Adoption of a Code of Ordinances
Actions by local governing boards typically take the form of ordinances, resolutions, motions, or orders. As my colleague David Lawrence has noted, textbooks often describe ordinances as permanent rules of conduct imposed by local governing boards on their citizens, while resolutions are usually thought of as expressions of board opinion, and motions and orders are considered methods of expressing board decisions. David Lawrence, City and County Governing Boards, County and Municipal Government in North Carolina (2007). In the real world, local governing boards tend to use resolutions, motions, and orders somewhat interchangeably.
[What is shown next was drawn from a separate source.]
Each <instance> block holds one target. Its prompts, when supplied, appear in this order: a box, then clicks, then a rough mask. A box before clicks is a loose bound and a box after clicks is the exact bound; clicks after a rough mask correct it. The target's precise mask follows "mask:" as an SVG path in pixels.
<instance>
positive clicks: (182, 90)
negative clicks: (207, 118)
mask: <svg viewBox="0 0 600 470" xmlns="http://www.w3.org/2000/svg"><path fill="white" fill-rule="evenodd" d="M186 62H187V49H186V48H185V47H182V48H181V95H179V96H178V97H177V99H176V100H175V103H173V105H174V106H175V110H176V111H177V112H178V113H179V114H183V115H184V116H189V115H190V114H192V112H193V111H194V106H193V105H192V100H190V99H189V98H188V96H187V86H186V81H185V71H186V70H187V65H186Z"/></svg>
Both G.S. 153A-49 and 160A-77 are silent as to what exactly is necessary for a local government to adopt or update a code of ordinances. Given the absence of a clear statutory mandate to act by ordinance, there is no good reason to assume that a governing board must use an ordinance when doing so. After all, the ordinances that make up a code have already been voted on by the governing board, and the mere adoption or updating of a code doesn’t impose any new rules of conduct on the citizens of a county or city.
Under G.S. 160A-79, a duly adopted code is admissible in all judicial and administrative proceedings if it “contain[s] a statement that the code is published by order of the [governing board].” The use of the phrase “by order” in G.S. 160A-79 could be interpreted to mean that an order is the preferred method of code adoption, but this seems like a bit of a stretch. Board action to adopt or update a code by resolution, motion, or order should be legally sufficient. Regardless of the precise form of action employed, the board can include a statement that it has ordered publication of the code.
Unfortunately for Jason Stentorian, the inconsiderate young driver mentioned at the outset of this blog post, his attorney is wrong about the law. The board of aldermen for Peaceful Town didn’t violate G.S. 160A-77 when it acted by resolution to add the noise ordinance to the town code. Indeed, the ordinance would be enforceable even if the board had acted by motion or order. If the attorney demonstrates that the board has failed in some other way to comply with the statutory requirements for codes of ordinances, the court probably won’t deem the noise ordinance unenforceable unless the failure somehow reduced public access to the ordinance.